Its eyes are hazel colored. Approximate length is 8.5 in.

==Feeding and foraging==
The Knysna woodpecker feeds mainly on ants and ant larvae, as well as wood-boring beetles and termites, including their eggs and pupae. It forages at all levels of the tree canopy, pecking, gleaning and probing in search of prey as it works its way along branches.

==Reproduction==
Breeding takes place in August–November (mainly October) and the pairs are widely spaced. The nest hole is excavated in a dead tree trunk or branch. It has a clutch size of 2–4 eggs, which it incubates for 13–21 days, followed by a fledgling period of 4–6 days.
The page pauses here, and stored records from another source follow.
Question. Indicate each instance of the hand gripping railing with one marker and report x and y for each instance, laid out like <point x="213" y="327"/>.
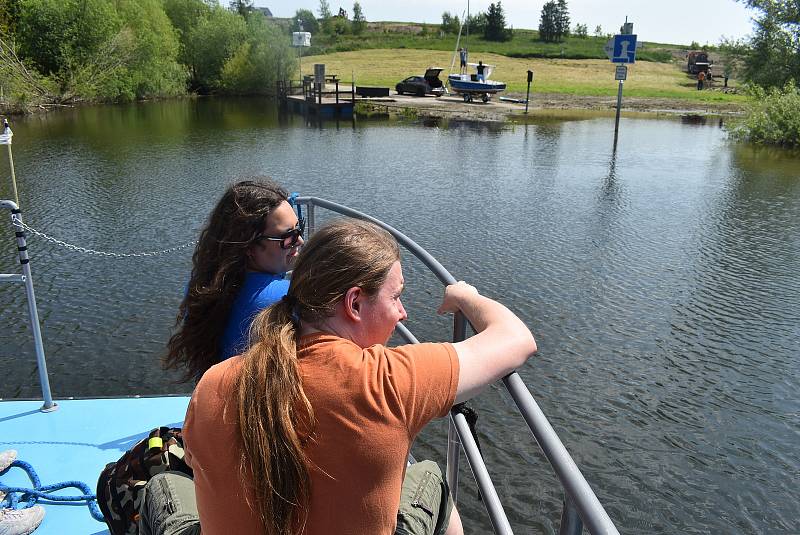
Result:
<point x="33" y="313"/>
<point x="581" y="506"/>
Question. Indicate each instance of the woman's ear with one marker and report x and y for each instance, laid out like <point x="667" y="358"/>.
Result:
<point x="352" y="303"/>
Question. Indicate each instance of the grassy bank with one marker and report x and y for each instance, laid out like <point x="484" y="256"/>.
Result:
<point x="594" y="77"/>
<point x="524" y="43"/>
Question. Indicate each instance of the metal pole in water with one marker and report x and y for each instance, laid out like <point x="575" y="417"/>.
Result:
<point x="619" y="106"/>
<point x="33" y="313"/>
<point x="528" y="96"/>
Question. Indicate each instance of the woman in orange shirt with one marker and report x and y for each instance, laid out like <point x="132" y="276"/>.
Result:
<point x="309" y="430"/>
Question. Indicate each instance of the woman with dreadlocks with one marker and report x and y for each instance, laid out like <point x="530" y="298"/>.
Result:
<point x="249" y="243"/>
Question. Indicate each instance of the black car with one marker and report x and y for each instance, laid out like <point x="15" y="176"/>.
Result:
<point x="422" y="85"/>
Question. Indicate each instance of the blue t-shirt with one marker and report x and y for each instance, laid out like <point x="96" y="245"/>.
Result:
<point x="258" y="292"/>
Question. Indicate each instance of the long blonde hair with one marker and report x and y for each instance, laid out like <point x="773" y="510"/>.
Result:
<point x="276" y="419"/>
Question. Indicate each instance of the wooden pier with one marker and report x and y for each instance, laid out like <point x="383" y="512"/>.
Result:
<point x="330" y="99"/>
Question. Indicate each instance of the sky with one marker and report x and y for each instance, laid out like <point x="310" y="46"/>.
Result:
<point x="670" y="21"/>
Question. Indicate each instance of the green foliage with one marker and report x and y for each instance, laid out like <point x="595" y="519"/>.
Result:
<point x="308" y="21"/>
<point x="324" y="10"/>
<point x="476" y="24"/>
<point x="774" y="55"/>
<point x="359" y="20"/>
<point x="336" y="26"/>
<point x="733" y="53"/>
<point x="57" y="35"/>
<point x="9" y="16"/>
<point x="772" y="118"/>
<point x="562" y="19"/>
<point x="495" y="29"/>
<point x="185" y="14"/>
<point x="263" y="59"/>
<point x="450" y="23"/>
<point x="153" y="69"/>
<point x="549" y="22"/>
<point x="242" y="7"/>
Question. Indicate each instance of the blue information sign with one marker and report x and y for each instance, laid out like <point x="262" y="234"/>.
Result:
<point x="624" y="49"/>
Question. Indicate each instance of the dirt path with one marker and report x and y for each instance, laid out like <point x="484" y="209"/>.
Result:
<point x="544" y="104"/>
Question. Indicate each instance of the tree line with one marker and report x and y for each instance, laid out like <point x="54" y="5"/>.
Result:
<point x="553" y="23"/>
<point x="61" y="51"/>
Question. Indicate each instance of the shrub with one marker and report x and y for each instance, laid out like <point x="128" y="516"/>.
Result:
<point x="258" y="63"/>
<point x="772" y="117"/>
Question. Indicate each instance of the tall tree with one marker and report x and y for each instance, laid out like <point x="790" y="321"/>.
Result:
<point x="450" y="23"/>
<point x="774" y="55"/>
<point x="547" y="22"/>
<point x="324" y="10"/>
<point x="554" y="21"/>
<point x="495" y="29"/>
<point x="562" y="19"/>
<point x="242" y="7"/>
<point x="359" y="20"/>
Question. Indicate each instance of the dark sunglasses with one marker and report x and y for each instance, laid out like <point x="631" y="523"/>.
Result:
<point x="289" y="238"/>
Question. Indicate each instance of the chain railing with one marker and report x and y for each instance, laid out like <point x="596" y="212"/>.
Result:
<point x="16" y="220"/>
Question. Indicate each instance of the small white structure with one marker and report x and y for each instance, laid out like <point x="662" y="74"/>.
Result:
<point x="301" y="38"/>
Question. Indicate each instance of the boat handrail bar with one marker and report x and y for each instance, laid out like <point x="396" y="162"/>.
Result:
<point x="579" y="494"/>
<point x="575" y="485"/>
<point x="491" y="500"/>
<point x="33" y="312"/>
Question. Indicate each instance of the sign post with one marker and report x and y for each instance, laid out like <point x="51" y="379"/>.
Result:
<point x="621" y="49"/>
<point x="299" y="40"/>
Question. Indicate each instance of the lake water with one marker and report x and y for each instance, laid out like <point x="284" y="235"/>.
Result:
<point x="660" y="279"/>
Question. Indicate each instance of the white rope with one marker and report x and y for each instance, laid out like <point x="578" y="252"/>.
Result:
<point x="77" y="248"/>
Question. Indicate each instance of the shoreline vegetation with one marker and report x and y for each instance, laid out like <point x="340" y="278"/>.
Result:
<point x="58" y="53"/>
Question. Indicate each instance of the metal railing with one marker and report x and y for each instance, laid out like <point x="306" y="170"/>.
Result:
<point x="581" y="506"/>
<point x="33" y="313"/>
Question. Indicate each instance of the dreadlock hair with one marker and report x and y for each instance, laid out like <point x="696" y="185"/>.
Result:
<point x="276" y="419"/>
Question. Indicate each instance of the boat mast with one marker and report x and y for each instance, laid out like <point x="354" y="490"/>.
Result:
<point x="466" y="38"/>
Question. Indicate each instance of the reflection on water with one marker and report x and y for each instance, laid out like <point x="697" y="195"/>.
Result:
<point x="658" y="274"/>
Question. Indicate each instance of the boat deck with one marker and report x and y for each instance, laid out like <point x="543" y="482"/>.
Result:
<point x="75" y="442"/>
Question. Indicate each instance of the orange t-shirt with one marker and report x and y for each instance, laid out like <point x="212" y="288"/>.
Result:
<point x="369" y="405"/>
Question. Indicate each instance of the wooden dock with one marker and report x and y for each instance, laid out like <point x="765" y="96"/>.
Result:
<point x="326" y="100"/>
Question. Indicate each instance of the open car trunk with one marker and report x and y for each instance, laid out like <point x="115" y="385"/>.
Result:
<point x="432" y="77"/>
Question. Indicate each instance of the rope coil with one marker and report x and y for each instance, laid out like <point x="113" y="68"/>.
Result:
<point x="29" y="497"/>
<point x="17" y="220"/>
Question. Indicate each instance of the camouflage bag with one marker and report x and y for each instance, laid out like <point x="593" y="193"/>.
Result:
<point x="120" y="486"/>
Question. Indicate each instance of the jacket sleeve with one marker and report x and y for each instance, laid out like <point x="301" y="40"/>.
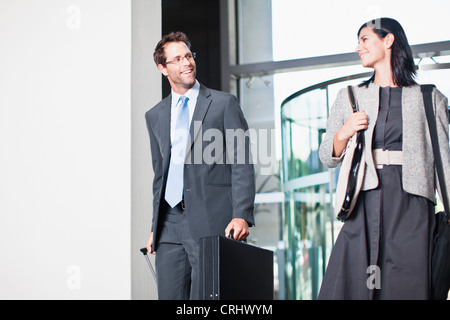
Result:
<point x="336" y="120"/>
<point x="157" y="165"/>
<point x="239" y="155"/>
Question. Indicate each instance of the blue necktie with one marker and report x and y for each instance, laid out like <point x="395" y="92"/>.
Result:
<point x="174" y="186"/>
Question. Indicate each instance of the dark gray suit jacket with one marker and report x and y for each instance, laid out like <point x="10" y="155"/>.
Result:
<point x="214" y="193"/>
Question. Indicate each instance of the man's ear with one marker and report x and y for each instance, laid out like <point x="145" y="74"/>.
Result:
<point x="163" y="69"/>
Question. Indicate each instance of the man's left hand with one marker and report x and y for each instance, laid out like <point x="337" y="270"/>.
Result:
<point x="239" y="227"/>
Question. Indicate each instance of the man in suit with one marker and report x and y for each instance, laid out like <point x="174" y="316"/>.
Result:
<point x="211" y="197"/>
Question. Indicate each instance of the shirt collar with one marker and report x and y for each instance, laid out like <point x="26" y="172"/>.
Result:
<point x="192" y="93"/>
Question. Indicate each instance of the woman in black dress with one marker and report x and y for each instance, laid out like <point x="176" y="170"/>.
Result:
<point x="384" y="248"/>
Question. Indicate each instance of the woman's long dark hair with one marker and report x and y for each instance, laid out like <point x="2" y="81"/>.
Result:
<point x="402" y="62"/>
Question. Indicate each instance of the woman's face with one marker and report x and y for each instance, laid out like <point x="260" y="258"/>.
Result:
<point x="373" y="50"/>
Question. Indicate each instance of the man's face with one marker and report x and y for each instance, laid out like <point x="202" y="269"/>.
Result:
<point x="181" y="74"/>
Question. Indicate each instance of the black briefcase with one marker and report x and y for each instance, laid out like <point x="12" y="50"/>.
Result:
<point x="234" y="270"/>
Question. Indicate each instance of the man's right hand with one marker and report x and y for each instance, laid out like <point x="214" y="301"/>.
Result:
<point x="150" y="243"/>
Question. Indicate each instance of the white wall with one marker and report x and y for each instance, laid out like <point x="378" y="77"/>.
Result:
<point x="65" y="149"/>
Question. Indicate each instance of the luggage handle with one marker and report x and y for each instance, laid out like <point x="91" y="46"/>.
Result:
<point x="144" y="252"/>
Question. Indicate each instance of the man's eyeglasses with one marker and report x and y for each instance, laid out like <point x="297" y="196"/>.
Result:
<point x="179" y="59"/>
==Distribution and habitat==
The Knysna woodpecker is endemic to South Africa. It is thinly dispersed across the coastal lowlands of South Africa and extends north into southern KwaZulu-Natal and west to near Bredasdorp, Western Cape. This species is common locally, but not over its entire coastal range. The total range is less than 50,000 km2 and its total population has been estimated at 1,500–5,000 individuals, of which 1,000-3,300 are assumed to be mature birds.

===Conservation status and threats===
Although the Knysna woodpecker has not yet been classified as endangered, the IUCN Red List lists them as Near Threatened as of 2012. Habitat shifting and alteration are predicted to occur in the future, affecting more than 90% of the population and causing rapid decline. A range contraction in KwaZulu-Natal in the 19th century has been attributed to the clearance of coastal bush for sugar-cane farming and township development. Some conservation actions, such as increasing knowledge and understanding about this species are already underway. For example, an estimated 1,000-1,500 individuals are thought to occur in reserves with these objectives like the Oribi Gorge Nature Reserve. Additionally, some proposed actions include: conducting surveys to estimate the total population size, monitoring population trends through regular surveys, carrying out research into factors that possibly limit the species' population, and increasing the area of suitable habitat with protected status.